The success of the font is due in part to the same reasons why it was perfect for the Times. As Morison wrote, Times New Roman is not “large and open, generous and broad”, but “bigoted and narrow, medium and puritan”; focuses on practicality.

Morison designed the character so that as many words as possible on each sheet, saving space and money. At the same time, however, the words do not seem squashed in the columns, but they are comfortable. The idea was that it was cheap and readable. It must be remembered that the Times was particular because the paper on which it was printed was not thin and grayish but thick and white, more or less like an ordinary sheet for the printer. This is why the Times New Roman has not been used much by other newspapers but has received an excellent reception from books and magazines.

In the last twenty years, Times New Roman has emerged from the world of paper. In the early 1990s, Microsoft’s operating system, Windows, adopted it as a default font, and today is one of the fonts that Google offers for writing emails. The factors that made the character great in its debut in 1932 – readability and economy – are no longer so important, given the size of the characters in digital can be changed with a click; what has made the character strong and resistant to time is its being sophisticated and solid, with a discreet personality.

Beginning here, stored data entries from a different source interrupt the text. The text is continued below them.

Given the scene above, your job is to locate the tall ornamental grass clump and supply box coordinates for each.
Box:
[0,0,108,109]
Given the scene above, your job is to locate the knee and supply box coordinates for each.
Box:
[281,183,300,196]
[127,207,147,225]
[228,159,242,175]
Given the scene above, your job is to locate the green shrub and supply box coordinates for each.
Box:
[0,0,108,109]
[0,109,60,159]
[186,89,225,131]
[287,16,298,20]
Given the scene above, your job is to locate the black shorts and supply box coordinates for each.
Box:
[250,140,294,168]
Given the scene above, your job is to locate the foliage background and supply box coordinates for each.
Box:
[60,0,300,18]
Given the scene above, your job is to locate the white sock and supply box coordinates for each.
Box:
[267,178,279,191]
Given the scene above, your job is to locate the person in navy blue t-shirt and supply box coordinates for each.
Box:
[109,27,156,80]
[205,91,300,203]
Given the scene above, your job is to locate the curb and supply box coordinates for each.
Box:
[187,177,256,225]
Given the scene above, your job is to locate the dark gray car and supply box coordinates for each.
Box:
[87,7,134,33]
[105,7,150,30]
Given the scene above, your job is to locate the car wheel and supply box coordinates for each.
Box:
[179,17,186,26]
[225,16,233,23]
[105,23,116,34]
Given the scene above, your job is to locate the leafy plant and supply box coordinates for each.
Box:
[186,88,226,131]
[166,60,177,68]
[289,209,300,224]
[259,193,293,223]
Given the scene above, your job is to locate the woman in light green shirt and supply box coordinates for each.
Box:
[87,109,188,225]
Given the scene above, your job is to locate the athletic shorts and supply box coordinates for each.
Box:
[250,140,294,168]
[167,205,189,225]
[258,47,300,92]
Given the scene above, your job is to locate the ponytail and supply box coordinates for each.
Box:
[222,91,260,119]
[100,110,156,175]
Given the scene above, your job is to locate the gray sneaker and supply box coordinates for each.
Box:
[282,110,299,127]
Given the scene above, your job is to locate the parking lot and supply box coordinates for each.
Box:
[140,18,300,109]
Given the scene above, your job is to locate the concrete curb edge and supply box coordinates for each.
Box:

Morison died in 1967 and many of the tests that could answer definitively to the question about who invented the character no longer exist: a fire destroyed the shipyard of Burgess in 1918, a German bomb exploded near the office of the Monotype of London in 1941, and a flood that hit Giampa’s home on Prince Edward Island in 2000 destroyed the evidence the Canadian had collected in the Lanston Monotype archives. Morison never said he had “invented” the character. He preferred to say that he was the superintendent of his creation. To date, The Times website attributes the character to Morison, to Victor Lardent who had designed some of the drafts, and perhaps to Burgess.

The Times used Times New Roman for 40 years before changing it. The success of this font, however, has not stopped, mainly because it is used by default by many Windows programs, including Office. Now the Times uses Times Classic and Times Modern for his newspaper, but nobody can forget the Times New Roman, the most famous font in the world is defined as readable and proud, but also boring and serious.